Hi Zerrin! So sorry for just now seeing your comment. I crushed the strawberries to make the cooking process quicker. I’d recommend crushing at least half of them. :) Hope you’ll enjoy it!
I love strawberry jam! Looks perfect!
I can’t wait to try this…can’t believe there’s no thickener/pectin in it! And I love how low in added sugar this is :)
Hi Erin, I like your recipe, but it’d be nice to save some of the goodness of raw honey that is lost with cooking. Considering that honey doesn’t help with the thickening of the jam as sugar would, what about adding it last thing before it cools down? Would it still mix nicely? I believe it would keep more of its nutrients compared to cooking for 1h.
Hi there! I don’t use raw honey when baking or cooking for that very reason. It would definitely keep more of its nutrients that way but as I haven’t tried it, I can’t say for sure that it’d work. I’m guessing it’d have a much stronger honey taste for one thing (but really, it’s just a guess!). Sorry I can’t give you a more definite answer. I can say that I’m very interested in trying it out for myself. :) If you try it first, I’d love to hear how it goes!
well, I tried it. I simmered the strawberries a little longer to make a thicker texture and added the raw honey when the jam was about 37 degrees C (90 fahreheit). That is the body temperature that does not kill good bacteria and enzymes.
The end result was a thick preserve with just the lightest hint of honey. I also reduced the amount of lemon as my florida strawberries were quite sweet.
I’m totally happy with it, I used a fraction of honey compared to the sugar I would normally put in my preserve and it still tastes sweet.
My husband loved it and all nephews that come over for the weekend enjoyed very much.
Thumbs up Erin!
That’s great! Thanks so much for letting me know how it turned out. I’m really surprised that there’s just a hint of honey! Those must have been some really flavorful strawberries. :) Thanks again!
Hi, wondering if you have to use lemon for this to work or can I omit it all together (wanting to make today and don’t have a lemon) thanks :)
I am so sorry for just now seeing your comment! I found it in spam for some reason. I hope you found the answer in the post. :) “And don’t leave out the lemon juice! It’s necessary due to the lack of pectin. Or at least that’s what I’ve read.” It could work without the lemon but I haven’t tried it so I can’t say for sure. Sorry about that!
Love it! I had to adjust the amount of lemon because our British winter strawberries are a bit sour!
Thanks so much! I never knew it would thicken so well with nothing added!
Haha. Same with our German winter strawberries! They’re pretty useless. :/ Thanks for your comment!
Can this be processed for canning? Or placed in the freezer for use later?
You can freeze it but I have no idea about canning. Sorry about that!
Would this recipe work with other berries as well? Such as raspberries, blueberries, blackberries, etc.
Looking forward to giving this recipe a try – this will be my first ever attempt at making jam.

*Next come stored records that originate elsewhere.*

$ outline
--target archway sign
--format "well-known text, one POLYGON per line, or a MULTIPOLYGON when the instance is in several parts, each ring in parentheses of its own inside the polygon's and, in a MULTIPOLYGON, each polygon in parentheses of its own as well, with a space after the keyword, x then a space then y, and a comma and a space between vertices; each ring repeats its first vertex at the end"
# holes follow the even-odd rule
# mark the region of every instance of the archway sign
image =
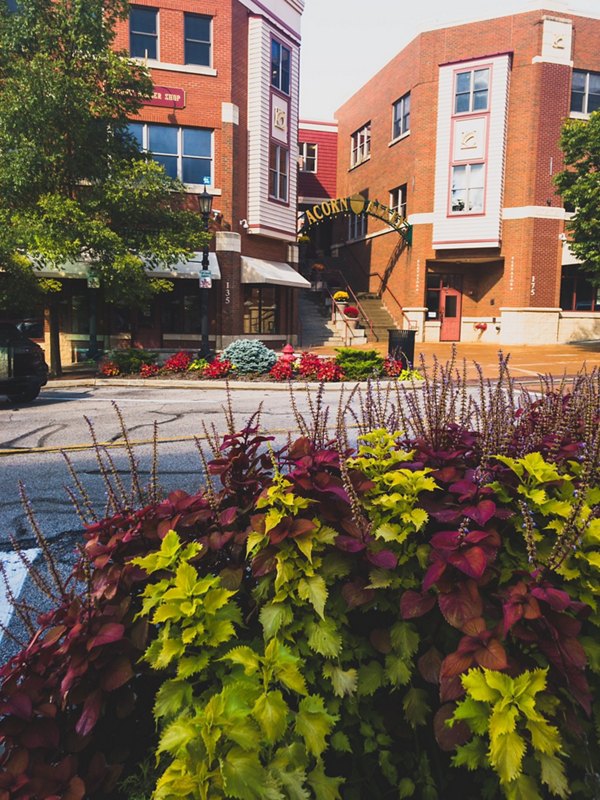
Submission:
POLYGON ((307 208, 304 211, 302 230, 308 230, 313 225, 318 225, 339 214, 368 214, 376 217, 397 231, 406 244, 412 244, 412 225, 401 214, 380 203, 379 200, 367 200, 361 194, 355 194, 352 197, 338 197, 335 200, 324 200, 312 208, 307 208))

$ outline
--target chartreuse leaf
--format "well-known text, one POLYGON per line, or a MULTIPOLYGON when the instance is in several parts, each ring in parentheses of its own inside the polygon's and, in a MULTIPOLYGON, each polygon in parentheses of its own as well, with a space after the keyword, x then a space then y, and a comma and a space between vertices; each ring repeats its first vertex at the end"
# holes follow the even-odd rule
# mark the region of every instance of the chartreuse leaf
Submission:
POLYGON ((343 778, 330 778, 322 763, 317 764, 308 775, 308 782, 315 793, 315 800, 341 800, 340 786, 343 778))
POLYGON ((455 767, 466 767, 471 771, 484 767, 487 763, 485 741, 481 736, 474 736, 471 741, 461 744, 452 756, 455 767))
POLYGON ((300 701, 294 727, 296 733, 303 738, 306 749, 319 758, 326 747, 325 739, 336 720, 337 717, 326 711, 323 698, 313 694, 300 701))
POLYGON ((501 783, 510 783, 521 774, 526 744, 518 733, 503 733, 490 739, 488 756, 501 783))
POLYGON ((261 694, 252 714, 263 730, 265 738, 271 744, 281 739, 287 729, 289 708, 279 691, 261 694))
POLYGON ((298 596, 301 600, 308 600, 321 619, 325 618, 327 586, 320 575, 301 578, 298 581, 298 596))
POLYGON ((284 603, 268 603, 261 608, 258 616, 265 639, 277 636, 281 628, 291 625, 294 619, 291 608, 284 603))
POLYGON ((227 797, 237 800, 264 800, 267 775, 257 752, 232 747, 219 759, 227 797))
POLYGON ((308 646, 325 658, 335 658, 342 647, 342 637, 335 622, 330 619, 309 622, 306 626, 308 646))
POLYGON ((154 718, 170 717, 182 709, 189 708, 192 696, 192 686, 186 681, 165 681, 156 693, 154 718))
POLYGON ((260 667, 260 657, 251 647, 244 645, 234 647, 228 653, 221 657, 221 661, 231 661, 234 664, 240 664, 244 668, 246 675, 254 675, 260 667))
POLYGON ((337 697, 354 694, 358 684, 358 672, 355 669, 342 669, 330 662, 323 667, 323 676, 329 678, 333 693, 337 697))

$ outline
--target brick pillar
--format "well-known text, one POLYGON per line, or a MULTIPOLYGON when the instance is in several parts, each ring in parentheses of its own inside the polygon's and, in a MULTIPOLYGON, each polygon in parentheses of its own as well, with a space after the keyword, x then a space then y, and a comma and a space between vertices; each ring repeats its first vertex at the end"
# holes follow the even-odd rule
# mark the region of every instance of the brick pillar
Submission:
POLYGON ((221 319, 217 347, 223 348, 240 338, 243 330, 240 234, 218 231, 215 236, 215 251, 221 270, 221 319))

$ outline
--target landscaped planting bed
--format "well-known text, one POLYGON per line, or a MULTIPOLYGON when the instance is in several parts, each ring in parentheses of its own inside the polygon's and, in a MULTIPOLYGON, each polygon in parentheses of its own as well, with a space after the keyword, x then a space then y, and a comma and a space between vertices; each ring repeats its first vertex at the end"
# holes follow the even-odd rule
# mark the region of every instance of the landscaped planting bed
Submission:
POLYGON ((600 374, 424 378, 332 429, 319 390, 284 447, 230 415, 195 495, 100 451, 0 798, 599 797, 600 374))

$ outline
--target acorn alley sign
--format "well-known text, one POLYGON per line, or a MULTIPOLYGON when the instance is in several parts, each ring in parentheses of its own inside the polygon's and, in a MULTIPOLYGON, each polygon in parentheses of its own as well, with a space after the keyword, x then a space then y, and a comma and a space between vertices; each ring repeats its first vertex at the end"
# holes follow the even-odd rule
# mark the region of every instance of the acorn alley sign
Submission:
POLYGON ((401 214, 378 200, 367 200, 361 194, 355 194, 352 197, 338 197, 336 200, 325 200, 312 208, 307 208, 304 212, 302 227, 306 230, 338 214, 368 214, 376 217, 397 231, 406 244, 412 244, 412 225, 401 214))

Hello! I’ve used this with other types of fruit with no issue. You might just have to adjust the honey a bit. I used super sweet strawberries, which are way sweeter than other types of berries, so you’ll likely need quite a bit more honey or other sweetener. Hope it turns out well. :)
Hi Erin, I wonder if I could use frozen strawberries? When its not strawberry season I tend to use frozen.
Hi there! Frozen will work fine as long as the berries are actually sweet. If your frozen strawberries are anything like mine (which aren’t sweet or really even flavorful), you may need to add more honey!
Maybe your berries weren’t sweet enough? I’ve never thought that this jam was very lemony at all!